Berita Nasional
Kemarahan Jokowi Dinilai Bentuk Frustrasi Menghadapi Krisis Pandemi, Fadli Zon Paparkan Buktinya
Kemarahan Jokowi Dinilai Sebagai Bentuk Frustrasi Menghadapi Krisis Imbas Pandemi, Fadli Zon Paparkan Buktinya
WARTAKOTALIVE.COM, JAKARTA - Kemarahan Presiden Republik Indonesia Joko Widodo (Jokowi) dalam pembukaan sidang kabinet paripurna di Istana Negara, 18 Juni 2020 lalu dinilai Fadli Zon sebagainya bentuk rasa frustrasi menghadapi krisis imbas pandemi covid-19.
Bukan tanpa alasan, Anggota DPR RI Dapil Jawa Barat V itu membuktikan asumsinya tersebut.
"Menurut saya kemarahan dalam rapat paripurna kabinet itu merupakan ekspresi rasa frustrasi Presiden dalam menghadapi situasi krisis saat ini. Tapi kemarahan itu tidak ada gunanya buat rakyat, kecuali hanya bagi pribadi Presiden," jelasnya.
Ketika Presiden mengeluhkan tak adanya langkah ‘extraordinary’ dalam mengatasi krisis, atau menganggap anggota kabinetnya tidak memiliki ‘sense of crises’, maka persoalan itu bukan hanya ada pada satu-dua orang menteri saja, namun melekat pada seluruh pemerintahannya.
"Sebab, dengan ataupun tanpa Covid-19, sejak awal pemerintahan ini selalu menyangkal bakal datangnya krisis," jelas Fadli Zon dalam siaran tertulis pada Selasa (30/6/2020).

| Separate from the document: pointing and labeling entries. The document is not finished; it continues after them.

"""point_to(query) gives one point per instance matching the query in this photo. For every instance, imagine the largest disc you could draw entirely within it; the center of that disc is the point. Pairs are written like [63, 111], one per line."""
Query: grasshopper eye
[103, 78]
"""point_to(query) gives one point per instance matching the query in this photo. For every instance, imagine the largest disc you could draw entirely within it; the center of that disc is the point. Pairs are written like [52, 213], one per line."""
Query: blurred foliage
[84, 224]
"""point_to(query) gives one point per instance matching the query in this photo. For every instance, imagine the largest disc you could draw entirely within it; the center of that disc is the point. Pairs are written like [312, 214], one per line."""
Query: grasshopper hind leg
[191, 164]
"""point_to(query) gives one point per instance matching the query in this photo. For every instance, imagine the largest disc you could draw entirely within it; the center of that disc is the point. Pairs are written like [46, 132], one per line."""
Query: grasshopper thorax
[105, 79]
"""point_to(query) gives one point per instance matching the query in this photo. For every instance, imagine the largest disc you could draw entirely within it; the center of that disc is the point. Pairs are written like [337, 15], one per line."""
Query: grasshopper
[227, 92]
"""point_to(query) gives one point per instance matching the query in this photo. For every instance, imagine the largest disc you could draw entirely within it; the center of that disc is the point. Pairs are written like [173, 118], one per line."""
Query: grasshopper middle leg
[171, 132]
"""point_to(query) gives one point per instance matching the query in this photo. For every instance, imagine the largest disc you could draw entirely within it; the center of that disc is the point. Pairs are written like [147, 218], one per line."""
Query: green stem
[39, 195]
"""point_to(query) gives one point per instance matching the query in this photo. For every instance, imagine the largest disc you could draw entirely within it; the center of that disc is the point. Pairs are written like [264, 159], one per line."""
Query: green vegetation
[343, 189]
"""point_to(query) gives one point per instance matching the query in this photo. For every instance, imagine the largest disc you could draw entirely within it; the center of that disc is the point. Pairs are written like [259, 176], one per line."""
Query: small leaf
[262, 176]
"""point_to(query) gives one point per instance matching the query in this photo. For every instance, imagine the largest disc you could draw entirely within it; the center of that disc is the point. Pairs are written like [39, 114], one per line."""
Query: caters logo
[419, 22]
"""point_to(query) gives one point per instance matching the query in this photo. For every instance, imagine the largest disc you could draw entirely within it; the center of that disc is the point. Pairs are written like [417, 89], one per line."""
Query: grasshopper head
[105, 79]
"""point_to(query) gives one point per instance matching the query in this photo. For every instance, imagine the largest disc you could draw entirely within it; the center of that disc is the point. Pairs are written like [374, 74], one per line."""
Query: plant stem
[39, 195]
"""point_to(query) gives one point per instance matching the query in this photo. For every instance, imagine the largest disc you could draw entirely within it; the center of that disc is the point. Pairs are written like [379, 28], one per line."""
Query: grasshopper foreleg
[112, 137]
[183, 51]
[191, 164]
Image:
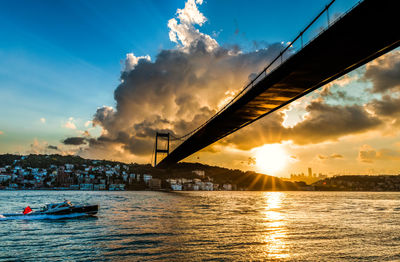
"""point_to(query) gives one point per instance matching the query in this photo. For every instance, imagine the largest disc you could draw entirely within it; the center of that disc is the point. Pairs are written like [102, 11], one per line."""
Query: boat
[65, 208]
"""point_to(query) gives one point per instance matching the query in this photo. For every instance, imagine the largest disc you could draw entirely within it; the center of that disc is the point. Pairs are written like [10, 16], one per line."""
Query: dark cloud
[328, 122]
[387, 106]
[384, 73]
[76, 141]
[175, 94]
[324, 122]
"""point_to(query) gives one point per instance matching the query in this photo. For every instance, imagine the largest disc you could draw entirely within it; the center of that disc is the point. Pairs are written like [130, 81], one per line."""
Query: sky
[99, 78]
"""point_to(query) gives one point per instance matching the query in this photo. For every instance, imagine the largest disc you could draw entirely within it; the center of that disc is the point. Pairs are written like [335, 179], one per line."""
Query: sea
[206, 226]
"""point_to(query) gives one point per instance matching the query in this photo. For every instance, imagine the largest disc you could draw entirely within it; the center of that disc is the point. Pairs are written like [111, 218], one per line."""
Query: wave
[42, 217]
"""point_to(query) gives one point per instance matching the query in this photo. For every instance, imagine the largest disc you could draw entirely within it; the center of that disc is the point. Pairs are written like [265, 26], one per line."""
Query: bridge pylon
[157, 150]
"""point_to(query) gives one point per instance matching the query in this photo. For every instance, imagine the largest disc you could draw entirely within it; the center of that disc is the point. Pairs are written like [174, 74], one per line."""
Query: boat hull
[89, 210]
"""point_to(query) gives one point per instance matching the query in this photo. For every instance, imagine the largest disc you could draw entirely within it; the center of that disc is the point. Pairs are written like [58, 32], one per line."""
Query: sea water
[205, 226]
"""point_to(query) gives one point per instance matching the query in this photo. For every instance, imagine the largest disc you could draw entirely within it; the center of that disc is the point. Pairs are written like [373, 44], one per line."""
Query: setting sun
[270, 158]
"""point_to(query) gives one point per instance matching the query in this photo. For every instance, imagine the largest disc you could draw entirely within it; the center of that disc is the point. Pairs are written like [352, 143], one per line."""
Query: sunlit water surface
[201, 226]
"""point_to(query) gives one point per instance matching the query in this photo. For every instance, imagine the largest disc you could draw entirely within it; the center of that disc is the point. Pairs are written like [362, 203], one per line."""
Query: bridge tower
[164, 136]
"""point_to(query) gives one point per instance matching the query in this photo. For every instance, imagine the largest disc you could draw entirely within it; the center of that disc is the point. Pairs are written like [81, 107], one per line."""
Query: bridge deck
[366, 32]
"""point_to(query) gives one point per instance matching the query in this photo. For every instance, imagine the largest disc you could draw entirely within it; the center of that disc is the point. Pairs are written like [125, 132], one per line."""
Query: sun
[270, 158]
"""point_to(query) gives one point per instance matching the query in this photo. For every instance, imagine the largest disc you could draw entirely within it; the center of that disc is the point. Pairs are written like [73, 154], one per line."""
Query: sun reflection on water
[275, 238]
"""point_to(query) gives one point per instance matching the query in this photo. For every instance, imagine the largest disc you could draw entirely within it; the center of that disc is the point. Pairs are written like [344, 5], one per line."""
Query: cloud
[183, 31]
[384, 73]
[52, 147]
[182, 88]
[70, 123]
[131, 61]
[368, 154]
[332, 156]
[88, 123]
[387, 106]
[74, 141]
[323, 122]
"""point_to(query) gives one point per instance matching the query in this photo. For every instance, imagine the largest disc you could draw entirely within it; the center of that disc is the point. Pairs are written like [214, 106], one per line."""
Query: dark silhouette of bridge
[367, 31]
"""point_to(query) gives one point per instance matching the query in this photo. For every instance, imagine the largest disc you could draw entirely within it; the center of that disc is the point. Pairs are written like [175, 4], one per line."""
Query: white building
[199, 173]
[146, 178]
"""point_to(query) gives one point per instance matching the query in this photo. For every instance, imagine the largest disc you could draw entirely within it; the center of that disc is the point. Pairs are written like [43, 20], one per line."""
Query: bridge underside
[365, 33]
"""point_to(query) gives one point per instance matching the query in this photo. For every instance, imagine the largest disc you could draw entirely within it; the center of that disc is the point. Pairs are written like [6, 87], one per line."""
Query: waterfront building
[155, 184]
[86, 186]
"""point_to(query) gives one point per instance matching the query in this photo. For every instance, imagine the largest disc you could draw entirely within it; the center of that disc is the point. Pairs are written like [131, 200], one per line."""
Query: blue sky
[62, 60]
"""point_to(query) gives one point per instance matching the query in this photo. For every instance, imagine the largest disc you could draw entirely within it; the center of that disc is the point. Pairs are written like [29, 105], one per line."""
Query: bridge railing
[287, 51]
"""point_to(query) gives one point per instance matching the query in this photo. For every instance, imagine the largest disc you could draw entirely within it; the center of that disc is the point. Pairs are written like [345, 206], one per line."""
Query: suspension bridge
[366, 31]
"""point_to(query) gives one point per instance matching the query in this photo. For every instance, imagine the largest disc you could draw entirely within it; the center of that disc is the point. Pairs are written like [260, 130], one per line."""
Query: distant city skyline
[98, 79]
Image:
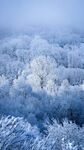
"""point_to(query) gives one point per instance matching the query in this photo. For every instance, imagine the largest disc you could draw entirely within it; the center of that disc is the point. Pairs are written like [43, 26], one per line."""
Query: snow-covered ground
[42, 90]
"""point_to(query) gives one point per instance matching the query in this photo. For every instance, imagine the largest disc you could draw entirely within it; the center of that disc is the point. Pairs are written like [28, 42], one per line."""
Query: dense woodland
[41, 90]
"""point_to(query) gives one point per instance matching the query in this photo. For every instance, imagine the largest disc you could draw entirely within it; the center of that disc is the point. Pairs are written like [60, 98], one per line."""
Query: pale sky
[50, 12]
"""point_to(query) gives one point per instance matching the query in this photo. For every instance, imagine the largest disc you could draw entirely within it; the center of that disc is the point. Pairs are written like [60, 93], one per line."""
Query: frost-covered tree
[41, 69]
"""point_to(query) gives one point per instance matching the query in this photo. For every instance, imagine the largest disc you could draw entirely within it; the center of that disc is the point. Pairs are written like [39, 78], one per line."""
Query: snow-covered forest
[41, 74]
[42, 90]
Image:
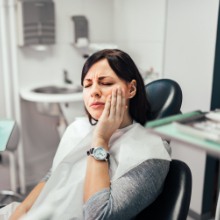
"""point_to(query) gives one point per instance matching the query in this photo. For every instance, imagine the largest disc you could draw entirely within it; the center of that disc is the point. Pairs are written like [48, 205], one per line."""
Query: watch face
[100, 153]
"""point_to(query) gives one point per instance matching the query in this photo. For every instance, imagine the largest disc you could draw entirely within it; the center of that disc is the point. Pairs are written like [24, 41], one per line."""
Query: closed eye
[106, 83]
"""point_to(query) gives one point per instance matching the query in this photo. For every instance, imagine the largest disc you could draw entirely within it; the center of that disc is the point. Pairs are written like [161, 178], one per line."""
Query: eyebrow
[99, 78]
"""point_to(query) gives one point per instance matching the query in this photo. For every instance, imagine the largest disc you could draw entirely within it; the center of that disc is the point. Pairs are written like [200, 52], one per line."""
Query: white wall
[136, 26]
[139, 30]
[190, 49]
[2, 98]
[39, 131]
[189, 59]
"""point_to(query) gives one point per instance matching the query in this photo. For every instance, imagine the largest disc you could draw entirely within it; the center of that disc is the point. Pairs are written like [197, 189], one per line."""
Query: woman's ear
[132, 89]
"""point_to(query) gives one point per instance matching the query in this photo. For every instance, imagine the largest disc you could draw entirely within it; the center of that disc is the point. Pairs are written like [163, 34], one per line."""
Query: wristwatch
[99, 153]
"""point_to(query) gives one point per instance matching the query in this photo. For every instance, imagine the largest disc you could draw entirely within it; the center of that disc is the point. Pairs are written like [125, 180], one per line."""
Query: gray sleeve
[129, 194]
[47, 176]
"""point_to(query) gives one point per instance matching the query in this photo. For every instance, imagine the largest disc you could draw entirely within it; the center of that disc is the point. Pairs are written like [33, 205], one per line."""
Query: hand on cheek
[111, 118]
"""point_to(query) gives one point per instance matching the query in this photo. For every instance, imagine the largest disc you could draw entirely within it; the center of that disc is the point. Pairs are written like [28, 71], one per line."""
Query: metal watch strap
[90, 152]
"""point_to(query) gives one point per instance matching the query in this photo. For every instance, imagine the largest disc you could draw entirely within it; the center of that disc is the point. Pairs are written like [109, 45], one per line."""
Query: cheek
[85, 98]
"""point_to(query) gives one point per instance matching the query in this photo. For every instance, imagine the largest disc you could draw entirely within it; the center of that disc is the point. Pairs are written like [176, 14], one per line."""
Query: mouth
[97, 105]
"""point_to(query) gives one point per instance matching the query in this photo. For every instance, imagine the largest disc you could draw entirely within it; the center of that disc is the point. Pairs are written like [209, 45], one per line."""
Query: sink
[52, 93]
[57, 90]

"Bagaimana bisa memitigasi krisis, jika posisi Pemerintah selalu menyangkal potensi dan ancaman krisis? Mari kita lihat buktinya," tambahnya.
Pertama, Jokowi menurutnya lambat merespon krisis.
Saat kasus pertama covid-19 diakui Pemerintah untuk pertama kalinya pada awal Maret lalu, Jokowi menolak menerapkan status darurat nasional.
Padahal, sejak 10 Maret 2020, Organisasi Kesehatan Dunia (WHO) telah menyurati Presiden agar menetapkan status darurat nasional.
Rekomendasi status darurat nasional itu ditegaskan Fadli Zon bukan hal yang mengada-ada, sebab WHO sendiri sudah menetapkan status darurat global untuk menghadapi Covid-19.
Begitu juga ketika Gubernur DKI Jakarta Anies Rasyid Baswedan dan sejumlah kepala daerah lain mengutarakan inisiatif melakukan ‘lockdown’ wilayah untuk mencegah terjadinya penularan, pemerintah mementahkan usulan tersebut.
"Padahal kebijakan “lockdown” dimungkinkan oleh UU No. 6/2018 tentang Karantina Kesehatan. Bukannya mendukung, pemerintah pusat malah mengganjal usulan-usulan tersebut," papar Fadli Zon.
Bayangkan, ekspose kasus pertama terjadi awal Maret, namun kebijakan pertama mengatasi pandemi sebagaimana yang dipandu UU Karantina Kesehatan, baru diambil Pemerintah pada pertengahan April 2020.
Kebijakan tersebut berupa kebijakan pembatasan sosial berskala besar (PSBB).
Kebijakan yang menurutnya sangat terlambat dengan jeda sekira satu setengah bulan.